Dabbling in the Extreme

In 2017, MICA's Jay Gould became the first artist-in-resident to participate in the HEMI/MICA Extreme Arts Program. The program aims to create a community of artists and scientists with shared curiosity and interests in exploration.

Johns Hopkins Extreme Materials Institute (HEMI) dabbles in the extreme. Established in 2012, HEMI researches how materials and structures react under extreme conditions, and uses their research to develop science and technology that protects people and the planet. They fracture and image meteorite samples to prepare for an actual multinational asteroid redirection mission. Others look at brain impact to learn how to protect from concussions, or study the biomechanics of optic nerve damage.

In the words of Professor K.T. Ramesh, Director of HEMI,

“We take apart the very first instants of destruction and use them to make the world a safer place.”

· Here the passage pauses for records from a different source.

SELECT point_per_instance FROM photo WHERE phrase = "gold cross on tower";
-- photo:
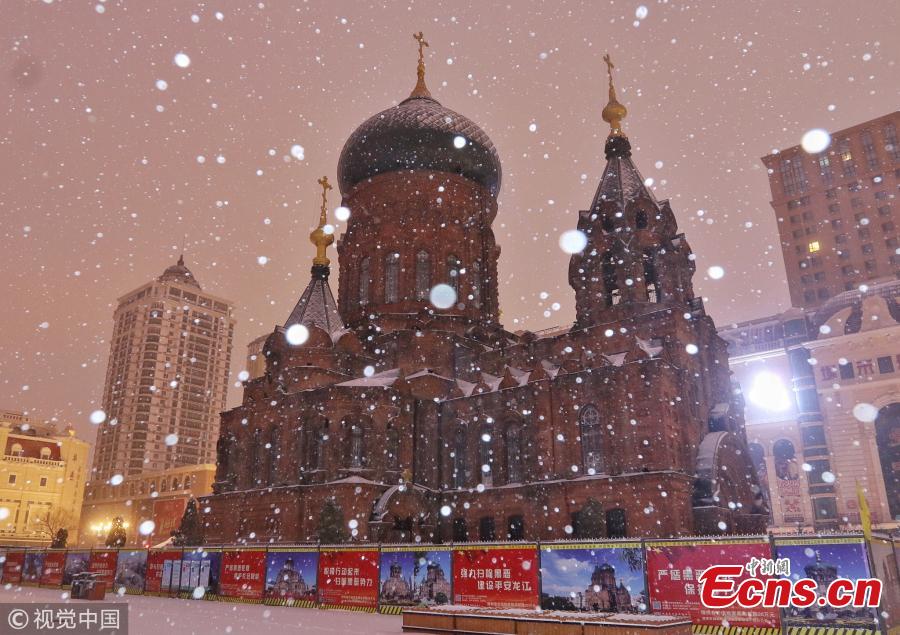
(614, 112)
(318, 237)
(421, 90)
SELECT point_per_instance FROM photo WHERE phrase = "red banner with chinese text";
(156, 561)
(104, 563)
(12, 567)
(673, 567)
(54, 564)
(243, 574)
(348, 577)
(496, 576)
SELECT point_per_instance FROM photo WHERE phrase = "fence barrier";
(640, 576)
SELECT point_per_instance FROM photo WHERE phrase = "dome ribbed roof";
(419, 134)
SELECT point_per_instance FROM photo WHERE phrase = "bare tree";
(53, 522)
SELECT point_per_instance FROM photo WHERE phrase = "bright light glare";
(768, 392)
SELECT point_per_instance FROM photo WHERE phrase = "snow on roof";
(384, 378)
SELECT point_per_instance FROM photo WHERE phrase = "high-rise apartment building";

The HEMI/MICA program provides a framework that serves as a model for sustained, long-term partnership between JHU and MICA.

 “It is not difficult to see how science and art curriculums come together. The difficulty is forging them together at the institutional level – merging educational missions can be tough,” Gould said. “The HEMI/MICA program tackles those institutional challenges head-on, and provides a platform for engineers, scientists, artists, and designers to discuss concepts and develop a common understanding.”